Death Valley flooded by "thousand-year rainfall event" •

Death Valley flooded by "thousand-year rainfall event"

Today’s Image of the Day from NASA Earth Observatory features Death Valley, where a “thousand-year rainfall event” dumped 75 percent of the local average annual rainfall in just three hours on August 5, 2022.

Flash flooding in Furnace Creek stranded nearly 1,000 people inside of Death Valley National Park, as debris swept over roads and washed away cars. 
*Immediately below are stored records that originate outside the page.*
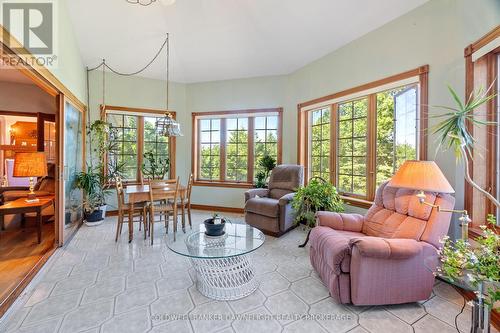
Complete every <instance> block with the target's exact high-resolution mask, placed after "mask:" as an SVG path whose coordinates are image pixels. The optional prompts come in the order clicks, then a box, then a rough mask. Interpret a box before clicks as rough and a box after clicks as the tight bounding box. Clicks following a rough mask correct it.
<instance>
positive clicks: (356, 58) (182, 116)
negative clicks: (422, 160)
mask: <svg viewBox="0 0 500 333" xmlns="http://www.w3.org/2000/svg"><path fill="white" fill-rule="evenodd" d="M499 22H500V1H498V0H480V1H468V0H431V1H429V2H428V3H426V4H424V5H423V6H421V7H418V8H416V9H415V10H413V11H411V12H409V13H407V14H406V15H403V16H401V17H399V18H397V19H396V20H394V21H392V22H389V23H388V24H386V25H384V26H382V27H381V28H379V29H377V30H375V31H372V32H370V33H368V34H366V35H365V36H363V37H361V38H359V39H357V40H355V41H353V42H351V43H349V44H348V45H345V46H344V47H342V48H340V49H338V50H336V51H334V52H332V53H330V54H329V55H327V56H325V57H323V58H321V59H318V60H317V61H315V62H313V63H311V64H308V65H307V66H305V67H303V68H301V69H299V70H298V71H296V72H294V73H292V74H290V75H287V76H276V77H260V78H253V79H241V80H229V81H219V82H206V83H196V84H188V85H179V87H184V88H183V89H184V95H183V96H181V95H182V94H180V95H179V96H178V97H175V94H174V98H173V99H172V100H173V101H174V102H175V103H178V104H177V105H175V106H174V108H175V109H176V111H178V112H179V120H180V122H181V125H182V129H183V131H184V134H185V136H184V137H183V138H181V139H179V141H178V142H179V144H178V149H177V161H178V162H177V170H178V173H179V174H180V175H182V173H183V172H184V177H186V176H187V174H188V173H189V172H190V159H191V146H190V144H191V143H190V142H191V132H190V131H191V129H190V128H191V117H190V113H191V112H203V111H214V110H217V111H220V110H233V109H244V108H259V107H277V106H283V107H284V133H283V142H284V145H283V162H285V163H295V162H296V160H297V156H296V152H297V149H296V136H297V104H298V103H301V102H304V101H307V100H310V99H313V98H317V97H321V96H324V95H327V94H330V93H334V92H337V91H341V90H344V89H346V88H351V87H354V86H358V85H360V84H363V83H367V82H371V81H374V80H377V79H381V78H384V77H387V76H390V75H392V74H397V73H400V72H403V71H406V70H409V69H413V68H416V67H418V66H421V65H425V64H429V65H430V72H429V104H430V105H443V104H444V105H450V104H452V100H451V98H450V96H449V94H448V92H447V90H446V85H447V84H450V85H452V86H453V87H455V88H456V90H457V91H459V92H463V91H464V78H465V69H464V58H463V50H464V48H465V47H466V46H467V45H468V44H470V43H471V42H473V41H474V40H476V39H477V38H479V37H480V36H482V35H484V34H485V33H487V32H488V31H489V30H491V29H492V28H494V27H495V26H496V25H498V24H499ZM320 37H321V36H318V38H320ZM130 80H131V81H133V82H136V83H134V84H133V83H128V84H126V85H122V83H118V82H116V83H117V85H116V86H115V83H113V82H110V83H109V84H110V87H113V88H112V89H113V90H114V91H112V90H111V88H109V90H110V94H111V95H110V96H112V97H109V98H110V99H112V100H113V101H109V102H108V103H109V104H118V105H126V104H127V103H128V104H129V105H130V106H141V107H147V105H151V104H156V105H158V104H160V105H161V103H162V102H163V100H164V95H163V94H158V95H156V94H154V95H152V94H151V92H150V91H149V90H150V89H154V88H153V86H155V85H160V86H162V87H163V83H161V82H160V81H154V80H149V81H148V80H145V79H142V78H132V79H130ZM94 81H95V80H93V82H92V83H91V87H92V90H94V91H98V89H99V88H98V83H97V82H94ZM146 82H147V85H148V88H147V89H146V88H145V87H143V86H142V84H143V83H146ZM149 85H151V86H149ZM131 86H135V88H136V89H137V90H135V92H134V93H133V94H132V93H131V91H130V87H131ZM127 87H128V88H127ZM127 89H128V90H127ZM127 92H128V93H127ZM143 93H144V94H148V96H149V98H145V97H144V96H143V95H142V94H143ZM182 97H184V101H185V104H184V106H183V105H182ZM153 99H155V100H153ZM94 104H95V103H94ZM439 112H441V111H440V110H438V109H435V108H431V110H430V113H431V114H437V113H439ZM435 122H436V121H435V120H434V119H431V120H430V127H432V125H434V124H435ZM435 149H436V144H435V136H434V135H432V134H431V135H430V138H429V147H428V153H429V158H430V159H435V160H436V161H437V163H438V164H439V165H440V167H441V168H442V169H443V171H444V173H445V175H446V176H447V177H448V179H449V180H450V183H451V184H452V185H453V186H454V187H455V189H456V191H457V193H456V198H457V205H456V206H457V208H461V207H462V206H463V190H462V189H463V170H462V168H461V167H460V166H456V165H455V158H454V156H453V154H452V153H440V154H436V151H435ZM243 192H244V190H240V189H226V188H220V189H218V188H217V189H215V188H203V187H197V188H195V189H194V191H193V196H194V202H195V203H198V204H209V205H219V206H232V207H243V204H244V203H243ZM352 210H356V211H360V210H358V209H352Z"/></svg>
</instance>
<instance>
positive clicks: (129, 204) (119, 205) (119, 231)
mask: <svg viewBox="0 0 500 333" xmlns="http://www.w3.org/2000/svg"><path fill="white" fill-rule="evenodd" d="M115 185H116V186H115V187H116V196H117V200H118V223H117V225H116V237H115V242H117V241H118V236H119V235H120V234H121V232H122V228H123V224H124V223H128V219H129V212H130V209H132V220H133V219H134V217H139V230H141V228H140V226H141V223H142V224H143V225H144V239H146V231H147V229H148V225H147V209H146V204H145V203H137V204H135V205H134V207H130V204H128V203H126V202H125V191H124V190H123V182H122V179H121V178H120V177H116V178H115ZM133 222H134V221H133Z"/></svg>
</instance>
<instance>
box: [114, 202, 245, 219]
mask: <svg viewBox="0 0 500 333" xmlns="http://www.w3.org/2000/svg"><path fill="white" fill-rule="evenodd" d="M191 208H192V209H196V210H205V211H211V212H214V213H215V212H222V213H234V214H243V213H244V212H245V210H244V209H243V208H235V207H223V206H209V205H196V204H192V205H191ZM106 216H118V211H117V210H108V211H106Z"/></svg>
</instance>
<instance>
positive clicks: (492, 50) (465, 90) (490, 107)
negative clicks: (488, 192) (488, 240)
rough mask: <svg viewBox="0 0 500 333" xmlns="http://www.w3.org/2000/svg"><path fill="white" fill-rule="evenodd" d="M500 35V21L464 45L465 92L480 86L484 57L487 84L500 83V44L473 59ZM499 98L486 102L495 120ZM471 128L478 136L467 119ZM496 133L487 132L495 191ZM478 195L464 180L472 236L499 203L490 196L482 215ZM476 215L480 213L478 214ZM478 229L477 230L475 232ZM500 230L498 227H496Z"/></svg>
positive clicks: (491, 188)
mask: <svg viewBox="0 0 500 333" xmlns="http://www.w3.org/2000/svg"><path fill="white" fill-rule="evenodd" d="M497 38H500V25H499V26H497V27H495V28H494V29H493V30H491V31H490V32H488V33H487V34H486V35H484V36H482V37H481V38H479V39H478V40H477V41H475V42H473V43H472V44H470V45H468V46H467V47H466V48H465V49H464V57H465V96H470V95H471V94H473V92H474V90H475V88H476V87H474V71H475V63H476V62H478V61H479V60H481V59H483V60H484V61H485V66H486V68H485V72H486V82H484V86H485V87H489V86H490V85H491V84H492V83H493V81H494V80H496V84H497V85H500V83H499V82H498V78H497V77H496V76H497V73H496V69H497V65H498V64H497V61H498V57H497V56H498V54H500V48H496V49H494V50H492V51H490V52H489V53H487V54H485V55H483V56H482V57H481V58H479V59H477V60H476V62H474V61H473V54H474V53H475V52H476V51H479V50H480V49H481V48H482V47H484V46H486V45H488V44H489V43H490V42H492V41H494V40H495V39H497ZM497 103H498V101H497V98H494V99H492V100H491V101H490V102H489V103H487V104H486V112H487V115H486V116H487V120H488V121H492V122H498V121H499V119H497V112H496V110H497V107H498V105H497ZM495 127H496V126H495V125H488V126H487V127H486V130H487V131H488V132H490V133H492V131H495V130H496V128H495ZM467 128H468V130H469V132H470V133H471V135H473V136H474V126H473V124H472V123H471V122H470V121H467ZM495 139H496V136H494V135H489V136H487V141H486V152H487V153H486V160H485V163H486V184H487V186H486V187H487V190H489V191H490V192H491V193H493V194H495V193H496V188H497V186H500V184H497V179H496V174H495V171H496V163H495V162H496V159H497V158H498V157H497V149H498V147H497V142H496V140H495ZM471 154H472V157H474V149H471ZM469 170H470V173H471V175H472V176H473V175H474V159H473V158H472V159H470V160H469ZM473 198H474V190H473V187H472V186H471V185H470V184H469V183H467V182H464V208H465V209H466V210H467V211H468V213H469V216H470V217H471V219H472V221H473V222H472V226H471V230H472V231H473V232H472V233H470V235H471V237H472V238H475V237H477V236H478V235H480V234H481V233H480V231H479V230H480V229H479V228H478V227H479V226H480V225H482V224H484V223H485V221H486V217H487V215H488V214H495V209H496V207H495V206H494V205H493V204H492V203H491V202H490V201H489V200H486V199H485V200H486V207H485V208H486V209H485V214H484V216H478V214H477V213H476V214H475V213H474V205H473V200H474V199H473ZM474 215H476V216H474ZM474 230H477V232H474ZM496 230H498V228H497V229H496Z"/></svg>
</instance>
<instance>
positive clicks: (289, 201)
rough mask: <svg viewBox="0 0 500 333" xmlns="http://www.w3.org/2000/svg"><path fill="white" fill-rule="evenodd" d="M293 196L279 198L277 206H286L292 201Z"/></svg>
mask: <svg viewBox="0 0 500 333" xmlns="http://www.w3.org/2000/svg"><path fill="white" fill-rule="evenodd" d="M294 196H295V193H288V194H285V195H284V196H282V197H281V198H280V200H279V202H278V204H279V205H280V206H286V205H288V204H289V203H290V202H291V201H292V199H293V197H294Z"/></svg>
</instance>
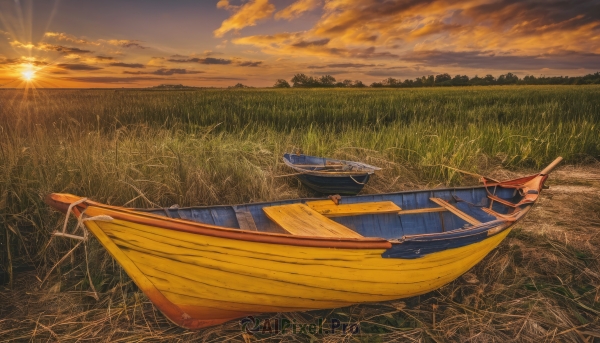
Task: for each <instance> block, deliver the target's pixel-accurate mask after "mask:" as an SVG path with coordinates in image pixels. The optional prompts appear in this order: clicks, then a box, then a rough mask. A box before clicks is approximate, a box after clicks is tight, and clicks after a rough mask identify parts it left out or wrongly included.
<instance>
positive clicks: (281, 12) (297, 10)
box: [275, 0, 321, 20]
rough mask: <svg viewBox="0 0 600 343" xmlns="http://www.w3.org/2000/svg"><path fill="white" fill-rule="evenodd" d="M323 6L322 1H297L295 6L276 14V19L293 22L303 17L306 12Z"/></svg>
mask: <svg viewBox="0 0 600 343" xmlns="http://www.w3.org/2000/svg"><path fill="white" fill-rule="evenodd" d="M320 4H321V1H320V0H297V1H296V2H294V3H293V4H291V5H289V6H288V7H286V8H284V9H283V10H281V11H279V12H277V13H276V14H275V19H287V20H292V19H295V18H298V17H299V16H301V15H302V14H303V13H304V12H308V11H311V10H313V9H315V8H317V7H318V6H319V5H320Z"/></svg>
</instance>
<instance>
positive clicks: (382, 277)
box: [85, 206, 509, 329]
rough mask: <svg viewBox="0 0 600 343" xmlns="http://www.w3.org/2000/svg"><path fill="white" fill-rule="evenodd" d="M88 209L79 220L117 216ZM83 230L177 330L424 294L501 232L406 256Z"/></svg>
mask: <svg viewBox="0 0 600 343" xmlns="http://www.w3.org/2000/svg"><path fill="white" fill-rule="evenodd" d="M114 212H115V211H112V210H110V209H106V208H101V207H94V206H89V207H88V208H87V209H86V215H89V216H97V215H109V216H115V217H118V213H114ZM85 225H86V227H87V228H88V229H89V230H90V231H91V232H92V233H93V234H94V236H96V237H97V238H98V239H99V241H100V242H101V244H102V245H103V246H104V247H105V248H106V249H107V250H108V251H109V252H110V253H111V255H112V256H113V257H115V259H117V260H118V261H119V263H120V264H121V265H122V266H123V268H124V270H125V271H126V272H127V274H128V275H129V276H130V277H131V278H132V279H133V281H134V282H135V283H136V284H137V285H138V286H139V288H140V289H141V290H142V291H143V292H144V293H145V294H146V295H147V296H148V298H149V299H150V300H151V301H152V302H153V303H154V304H155V305H156V306H157V307H158V308H159V309H160V310H161V311H162V312H163V313H164V314H165V315H166V316H167V317H168V318H169V319H170V320H171V321H173V322H174V323H176V324H177V325H180V326H183V327H186V328H190V329H198V328H202V327H206V326H211V325H216V324H219V323H222V322H225V321H229V320H232V319H235V318H240V317H245V316H247V315H251V314H256V313H263V312H289V311H302V310H312V309H324V308H337V307H343V306H348V305H351V304H356V303H364V302H380V301H386V300H392V299H398V298H405V297H410V296H415V295H419V294H424V293H427V292H430V291H432V290H435V289H437V288H439V287H441V286H443V285H445V284H447V283H449V282H451V281H452V280H454V279H456V278H457V277H459V276H460V275H461V274H463V273H465V272H466V271H467V270H469V269H470V268H471V267H473V266H474V265H475V264H477V263H478V262H479V261H480V260H481V259H483V258H484V257H485V256H486V255H487V254H488V253H489V252H490V251H491V250H492V249H494V248H495V247H496V246H497V245H498V244H499V243H500V242H501V241H502V240H503V239H504V238H505V237H506V235H507V234H508V232H509V229H505V230H503V231H502V232H500V233H499V234H496V235H493V236H490V237H488V238H487V239H484V240H483V241H480V242H478V243H475V244H470V245H467V246H463V247H459V248H455V249H447V250H444V251H440V252H437V253H432V254H428V255H426V256H424V257H420V258H416V259H403V258H384V257H382V254H383V253H384V252H385V251H386V249H385V248H373V249H350V248H348V249H344V248H336V249H332V248H329V247H319V246H299V245H280V244H270V243H264V242H252V241H243V240H236V239H230V238H223V237H214V236H205V235H199V234H196V233H191V232H182V231H173V230H168V229H165V228H162V227H158V226H154V225H147V224H140V223H136V222H133V221H128V220H120V219H115V220H112V221H110V222H104V221H87V222H85Z"/></svg>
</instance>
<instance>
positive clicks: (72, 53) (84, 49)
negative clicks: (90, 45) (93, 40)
mask: <svg viewBox="0 0 600 343" xmlns="http://www.w3.org/2000/svg"><path fill="white" fill-rule="evenodd" d="M10 45H12V46H13V47H15V48H23V49H28V50H31V49H37V50H41V51H55V52H59V53H61V54H65V55H69V54H89V53H91V52H93V51H91V50H85V49H79V48H73V47H68V46H63V45H53V44H47V43H40V44H38V45H34V44H31V43H29V44H25V43H21V42H19V41H12V42H10Z"/></svg>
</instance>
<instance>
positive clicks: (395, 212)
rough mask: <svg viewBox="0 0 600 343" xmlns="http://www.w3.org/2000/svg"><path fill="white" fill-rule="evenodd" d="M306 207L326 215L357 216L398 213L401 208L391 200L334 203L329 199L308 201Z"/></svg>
mask: <svg viewBox="0 0 600 343" xmlns="http://www.w3.org/2000/svg"><path fill="white" fill-rule="evenodd" d="M306 205H307V206H308V207H310V208H311V209H313V210H315V211H317V212H319V213H320V214H322V215H324V216H326V217H343V216H359V215H362V214H384V213H398V212H399V211H401V210H402V209H401V208H400V207H398V206H397V205H396V204H394V203H393V202H391V201H379V202H364V203H357V204H341V205H336V204H335V203H334V202H333V201H331V200H317V201H308V202H307V203H306Z"/></svg>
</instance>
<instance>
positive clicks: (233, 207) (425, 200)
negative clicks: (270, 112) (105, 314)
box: [143, 186, 523, 240]
mask: <svg viewBox="0 0 600 343" xmlns="http://www.w3.org/2000/svg"><path fill="white" fill-rule="evenodd" d="M488 191H489V193H488ZM488 194H492V195H493V196H495V197H497V198H500V199H501V200H504V201H505V202H510V203H513V204H516V203H518V202H519V201H520V200H521V199H522V198H523V196H522V195H520V194H519V192H518V191H517V190H515V189H512V188H502V187H500V186H491V187H488V189H487V190H486V188H485V187H484V186H480V187H473V188H449V189H438V190H424V191H410V192H398V193H389V194H373V195H359V196H347V197H341V199H340V200H339V204H356V203H366V202H380V201H391V202H393V203H394V204H396V205H397V206H398V207H400V208H401V209H402V210H401V211H408V210H417V209H425V208H439V207H440V205H438V204H437V203H436V202H434V201H432V200H431V199H430V198H440V199H442V200H445V201H446V202H448V203H449V204H451V205H452V206H454V207H456V208H457V209H458V210H460V211H462V212H463V213H465V214H467V215H469V216H471V217H473V218H475V219H476V220H478V221H480V222H481V223H487V222H491V221H495V220H497V219H498V218H497V217H496V216H494V215H491V214H488V213H487V212H485V211H484V210H483V209H482V208H483V207H488V208H489V207H490V204H492V206H491V208H490V209H491V210H493V211H495V212H496V213H498V214H510V213H512V211H513V210H514V208H513V207H511V206H507V205H506V204H503V203H502V201H493V202H492V201H491V199H490V197H488ZM315 200H323V198H320V199H314V198H313V199H294V200H284V201H276V202H268V203H255V204H243V205H232V206H212V207H189V208H165V209H145V210H143V211H145V212H151V213H153V214H157V215H161V216H166V217H170V218H180V219H186V220H190V221H195V222H199V223H205V224H210V225H217V226H222V227H227V228H234V229H240V230H242V228H243V229H248V227H247V225H246V224H244V223H243V222H247V221H248V220H249V221H251V222H252V223H253V225H252V228H253V229H255V230H257V231H260V232H272V233H283V234H286V233H288V232H287V231H285V230H283V229H282V228H281V227H280V226H279V225H277V224H276V223H275V222H273V221H272V220H271V219H269V218H268V217H267V216H266V214H265V212H264V211H263V208H265V207H268V206H279V205H286V204H294V203H305V202H307V201H315ZM330 219H331V220H334V221H336V222H338V223H340V224H342V225H344V226H346V227H348V228H350V229H352V230H354V231H356V232H358V233H359V234H360V235H362V236H364V237H379V238H385V239H390V240H392V239H399V238H402V237H403V236H409V235H418V234H430V233H442V232H447V231H453V230H458V229H463V228H466V227H470V226H472V224H469V223H468V222H466V221H465V220H463V219H461V218H460V217H459V216H458V215H456V214H455V213H452V212H451V211H440V212H429V213H415V214H400V215H399V214H397V213H382V214H365V215H354V216H342V217H331V218H330Z"/></svg>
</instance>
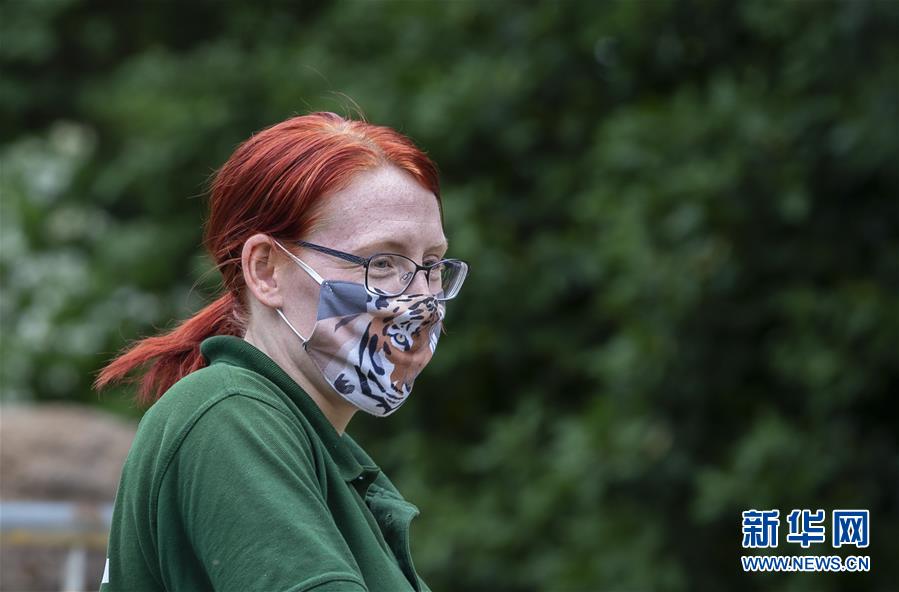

“The deluge dropped 1.46 inches (3.7 centimeters), which came close to breaking the single-day record for highest rainfall ever received in the park, which was 1.47 inches in April 1988. It did, however, break the record for the most rain recorded in August, which averages just over a tenth of an inch for the whole month,” says NASA.

“By August 6, the flood water had mostly receded, and the stranded visitors were able to exit the park escorted by National Park Service personnel. But extensive mud and gravel deposits still remained, leaving some roads impassable; they were expected to remain closed into mid-August, according to a statement by the Park Service.”

On July 10, 1913, Furnace Creek recorded a temperature of 134 degrees Fahrenheit – the hottest air temperature in world history. The second hottest temperature recorded in the park was 130°F on August 16, 2020.

The false-color image was captured on August 7, 2022 by the Moderate Resolution Imaging Spectroradiometer (MODIS) on NASA’s Aqua satellite.